Throughout the SDGs and negotiations on Financing for Development (FFD3), PSI has held the opinion that this agenda could end up being a vehicle for privatization and maintaining the status quo. Unconditional criteria are needed to ensure that private sector intervention is in line with the public interest, especially where public resources are used to support the private sector.
Rosa Pavanelli, PSI General Secretary says: “With well-funded quality public services it will be possible to reach the SDGs, not by totally uncontrolled privatization and Public-Private partnerships (PPPs) with profits for business and reduced access to health, education, water and energy for the population. There is an important role for the private sector in development – in the first place by paying decent wages, taxes and respecting labour and ecological standards. PSI will continue to work with its allies in the coming year, calling for an intergovernmental tax body and the exclusion of essential public services from PPPs.”

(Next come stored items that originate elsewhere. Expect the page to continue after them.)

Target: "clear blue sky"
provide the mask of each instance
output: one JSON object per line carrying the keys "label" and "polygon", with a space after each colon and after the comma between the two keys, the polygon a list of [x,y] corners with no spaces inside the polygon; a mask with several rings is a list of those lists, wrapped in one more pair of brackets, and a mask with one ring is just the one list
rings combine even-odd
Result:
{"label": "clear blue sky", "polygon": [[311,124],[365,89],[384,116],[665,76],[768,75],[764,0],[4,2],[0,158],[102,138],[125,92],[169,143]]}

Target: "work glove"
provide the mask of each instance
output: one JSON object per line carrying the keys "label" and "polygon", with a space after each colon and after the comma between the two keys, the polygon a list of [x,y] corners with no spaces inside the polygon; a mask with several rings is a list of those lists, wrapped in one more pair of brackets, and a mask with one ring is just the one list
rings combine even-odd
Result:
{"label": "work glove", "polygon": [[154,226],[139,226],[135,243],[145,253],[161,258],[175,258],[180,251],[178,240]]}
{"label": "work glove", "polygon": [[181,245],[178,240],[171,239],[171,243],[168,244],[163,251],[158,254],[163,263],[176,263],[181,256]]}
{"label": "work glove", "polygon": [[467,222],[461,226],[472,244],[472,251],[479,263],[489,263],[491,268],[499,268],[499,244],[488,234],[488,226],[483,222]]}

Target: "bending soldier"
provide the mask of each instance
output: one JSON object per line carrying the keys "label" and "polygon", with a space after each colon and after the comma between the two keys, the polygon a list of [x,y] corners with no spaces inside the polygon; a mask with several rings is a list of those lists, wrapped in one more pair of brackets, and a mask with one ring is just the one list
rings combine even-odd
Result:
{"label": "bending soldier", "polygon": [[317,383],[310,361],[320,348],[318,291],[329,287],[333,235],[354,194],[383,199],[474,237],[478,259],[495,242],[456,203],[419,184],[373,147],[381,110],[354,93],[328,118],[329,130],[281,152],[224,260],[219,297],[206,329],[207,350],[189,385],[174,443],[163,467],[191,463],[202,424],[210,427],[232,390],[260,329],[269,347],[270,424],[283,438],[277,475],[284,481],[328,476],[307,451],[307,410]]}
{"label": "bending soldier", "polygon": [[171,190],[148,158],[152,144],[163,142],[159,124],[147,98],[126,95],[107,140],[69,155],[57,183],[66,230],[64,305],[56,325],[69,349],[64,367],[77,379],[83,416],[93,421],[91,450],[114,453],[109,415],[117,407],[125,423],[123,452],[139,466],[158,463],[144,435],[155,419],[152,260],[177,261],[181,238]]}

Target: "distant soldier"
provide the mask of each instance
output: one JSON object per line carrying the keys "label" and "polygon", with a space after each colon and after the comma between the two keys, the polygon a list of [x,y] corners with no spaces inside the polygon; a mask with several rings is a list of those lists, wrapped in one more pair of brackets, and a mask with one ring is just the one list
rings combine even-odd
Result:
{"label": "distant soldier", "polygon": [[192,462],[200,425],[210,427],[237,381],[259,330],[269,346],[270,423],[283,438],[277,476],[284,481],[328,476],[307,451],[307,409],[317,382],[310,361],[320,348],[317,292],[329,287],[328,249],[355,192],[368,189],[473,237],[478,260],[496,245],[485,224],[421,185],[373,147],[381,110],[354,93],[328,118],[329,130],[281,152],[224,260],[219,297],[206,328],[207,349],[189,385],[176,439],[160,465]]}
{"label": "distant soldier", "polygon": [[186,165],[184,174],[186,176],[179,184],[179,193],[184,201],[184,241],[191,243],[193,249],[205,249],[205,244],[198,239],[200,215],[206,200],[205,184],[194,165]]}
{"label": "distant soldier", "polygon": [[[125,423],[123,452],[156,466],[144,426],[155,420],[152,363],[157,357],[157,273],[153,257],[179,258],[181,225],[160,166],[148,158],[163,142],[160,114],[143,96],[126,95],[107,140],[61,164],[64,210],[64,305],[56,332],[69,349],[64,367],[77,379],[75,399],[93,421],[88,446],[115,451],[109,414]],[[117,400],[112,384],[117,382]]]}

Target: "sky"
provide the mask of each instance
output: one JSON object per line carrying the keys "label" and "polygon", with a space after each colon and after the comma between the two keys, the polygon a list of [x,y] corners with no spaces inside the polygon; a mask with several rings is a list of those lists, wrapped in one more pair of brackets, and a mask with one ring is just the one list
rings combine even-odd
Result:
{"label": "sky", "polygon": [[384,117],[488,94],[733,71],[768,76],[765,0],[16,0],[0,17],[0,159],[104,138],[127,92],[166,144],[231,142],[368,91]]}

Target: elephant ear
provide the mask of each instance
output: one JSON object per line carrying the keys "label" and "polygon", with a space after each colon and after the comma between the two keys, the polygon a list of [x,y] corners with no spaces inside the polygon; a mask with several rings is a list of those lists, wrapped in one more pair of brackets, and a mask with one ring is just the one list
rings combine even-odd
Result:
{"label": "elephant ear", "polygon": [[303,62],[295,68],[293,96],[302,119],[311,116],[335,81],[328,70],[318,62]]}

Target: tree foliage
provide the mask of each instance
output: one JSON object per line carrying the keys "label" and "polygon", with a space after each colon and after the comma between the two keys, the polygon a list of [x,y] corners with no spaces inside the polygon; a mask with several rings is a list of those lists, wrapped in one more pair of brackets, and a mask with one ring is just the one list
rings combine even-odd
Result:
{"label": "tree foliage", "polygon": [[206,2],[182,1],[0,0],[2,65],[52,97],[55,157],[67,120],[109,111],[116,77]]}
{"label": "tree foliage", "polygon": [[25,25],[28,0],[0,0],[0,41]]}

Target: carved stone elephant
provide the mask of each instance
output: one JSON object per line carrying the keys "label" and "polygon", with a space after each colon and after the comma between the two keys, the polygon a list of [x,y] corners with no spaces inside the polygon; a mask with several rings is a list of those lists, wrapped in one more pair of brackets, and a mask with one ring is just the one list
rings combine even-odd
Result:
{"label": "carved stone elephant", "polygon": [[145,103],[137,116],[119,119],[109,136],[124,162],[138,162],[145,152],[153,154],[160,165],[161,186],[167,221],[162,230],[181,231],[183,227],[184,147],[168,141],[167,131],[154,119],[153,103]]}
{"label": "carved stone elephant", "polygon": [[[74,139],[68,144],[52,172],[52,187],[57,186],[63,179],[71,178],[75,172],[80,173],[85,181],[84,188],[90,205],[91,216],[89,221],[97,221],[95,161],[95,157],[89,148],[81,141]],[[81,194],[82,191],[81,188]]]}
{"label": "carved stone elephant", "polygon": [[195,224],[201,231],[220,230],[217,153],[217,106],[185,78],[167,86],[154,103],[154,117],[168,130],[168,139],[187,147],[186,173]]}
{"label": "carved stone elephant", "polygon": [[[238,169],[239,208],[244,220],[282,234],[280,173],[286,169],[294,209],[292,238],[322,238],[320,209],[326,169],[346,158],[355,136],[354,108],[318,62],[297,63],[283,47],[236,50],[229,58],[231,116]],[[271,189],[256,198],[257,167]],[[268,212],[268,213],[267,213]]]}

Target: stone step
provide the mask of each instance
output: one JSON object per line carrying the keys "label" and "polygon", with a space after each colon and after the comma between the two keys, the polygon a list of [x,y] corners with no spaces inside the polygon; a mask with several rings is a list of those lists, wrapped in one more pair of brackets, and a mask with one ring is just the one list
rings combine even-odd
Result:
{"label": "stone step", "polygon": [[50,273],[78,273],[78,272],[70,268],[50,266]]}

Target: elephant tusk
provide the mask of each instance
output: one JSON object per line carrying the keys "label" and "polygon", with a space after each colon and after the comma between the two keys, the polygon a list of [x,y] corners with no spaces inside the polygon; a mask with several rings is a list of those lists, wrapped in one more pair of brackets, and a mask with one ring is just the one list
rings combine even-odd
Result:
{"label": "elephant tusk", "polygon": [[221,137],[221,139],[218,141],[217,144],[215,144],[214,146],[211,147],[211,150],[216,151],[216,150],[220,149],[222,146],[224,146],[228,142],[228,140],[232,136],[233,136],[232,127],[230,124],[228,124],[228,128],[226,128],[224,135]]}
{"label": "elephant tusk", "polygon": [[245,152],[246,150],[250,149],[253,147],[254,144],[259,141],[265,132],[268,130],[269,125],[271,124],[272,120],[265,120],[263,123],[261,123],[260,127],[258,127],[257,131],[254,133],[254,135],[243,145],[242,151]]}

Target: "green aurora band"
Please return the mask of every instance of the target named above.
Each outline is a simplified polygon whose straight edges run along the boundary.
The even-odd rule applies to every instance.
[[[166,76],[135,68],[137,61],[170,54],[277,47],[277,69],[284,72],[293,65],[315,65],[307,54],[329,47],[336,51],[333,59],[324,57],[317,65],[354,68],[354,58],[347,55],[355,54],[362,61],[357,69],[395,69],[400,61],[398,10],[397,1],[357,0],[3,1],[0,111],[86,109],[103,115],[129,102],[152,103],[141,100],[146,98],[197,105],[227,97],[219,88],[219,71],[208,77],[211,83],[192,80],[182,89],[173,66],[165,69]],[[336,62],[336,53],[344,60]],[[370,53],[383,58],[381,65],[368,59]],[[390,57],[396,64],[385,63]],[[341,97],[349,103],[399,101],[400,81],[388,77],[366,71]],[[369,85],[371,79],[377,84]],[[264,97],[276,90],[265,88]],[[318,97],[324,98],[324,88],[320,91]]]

One of the preferred vehicles for the implementation of this agenda is the creation of Global Partnerships, which are multi-stakeholder coalitions that aim to contribute to one or more goals. Whereas many new partnerships are being announced there are distinct fears that this is the beginning of a new era of selective multilateralism, shaped by intergovernmental policy impasses and a growing reliance on corporate-led solutions to global problems. We need to ensure the participation of workers in these partnerships, while clear governance structures and accountability of such Global Partnerships need to be resolved urgently. In addition, there is a lack of focus on much-needed public policies that are more sustainable and little or no attention for alternative models of development, such as the social and solidarity economy.
Rosa Pavanelli continues, “At the occasion of the World Day for Decent Work, we call on all governments to recognize the central role of Decent Work for the implementation of the 2030 Agenda. Poverty will not be addressed as long as living wages are not paid to every worker. Today millions of public service workers are paid misery wages and in are precarious employment. We also call for a renewed commitment of governments to freedom of association and the right to collective bargaining, which are the real instruments to combat inequality and generate broad-based social and economic growth. Finally, we need governments to resolve the plight of millions of refugees and migrant workers as a matter of utmost urgency. We need more than declarations on how to change the world – we demand the respect of our human and worker’s rights.”